みんなだまされてますっ!~イケメン達の裏の顔はめんどくさい
5 生徒会長と本当の自分
「ただいまぁ~、お腹空いたぁ~」
ふらふらと帰ってきた雪城先輩は、やっぱりさっきのかっこいい生徒会長の姿はなくて、昨晩見ただらしない雪城先輩だった。
「ちょっと!制服しわになるよ!」
兎山くんに注意されても、「え~、脱ぐのめんどくさーい」と言って、ソファにダイブしている。
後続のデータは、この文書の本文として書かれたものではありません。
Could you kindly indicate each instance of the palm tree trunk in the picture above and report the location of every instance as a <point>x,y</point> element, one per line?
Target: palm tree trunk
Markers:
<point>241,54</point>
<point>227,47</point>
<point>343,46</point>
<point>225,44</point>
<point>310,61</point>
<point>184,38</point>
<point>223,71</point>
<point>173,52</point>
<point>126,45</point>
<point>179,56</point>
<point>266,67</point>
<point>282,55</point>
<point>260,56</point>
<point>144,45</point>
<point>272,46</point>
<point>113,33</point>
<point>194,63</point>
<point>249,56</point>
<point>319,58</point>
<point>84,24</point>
あのカリスマ生徒会長が、本当はだらしない王子様なんだってこと、みんなは知らないんだよね…。
私たちだけが知っている生徒会長の本当の顔。
でも、普段ものすごくがんばってる反動でもあるんだよね、きっと。
「ほら、結人、ご飯できてるぞ」
藤川くんがテーブルにご飯を並べていく。
「わーい!澪大好き~」
藤川くんに抱き着く雪城先輩。
藤川くんはそれを鬱陶しそうに引きはがしている。
4人でご飯を食べて、それが終わってから私はデザート用に作っておいたケーキをテーブルに並べた。
「雪城先輩、今日はありがとうございました!」
「ちとせちゃんもありがと~、とっても助かったよ」
「これ、作ったので、よかったらみんなで食べませんか?」
雪城先輩は目を丸くして机の上のケーキをながめる。
「これ、ガトーショコラ?」
「そうです!やっぱり疲れたときには甘いもの、です!」
「すごいね、ちとせちゃん、料理系の部活に興味持ってたから得意なのかとは思ってたけど、ケーキ焼けるんだ?」
「はい!料理よりもケーキを焼く方が得意です!あ、兎山くんと椿くんもよければぜひぜひ!」
「まぁ、貰っておこうかな」
「い、いただきます…」
「藤川くんも、」
「食べる」
私の言葉が言い終わるか終わらないかのうちに、藤川くんは私のとなりに座ってフォークをにぎる。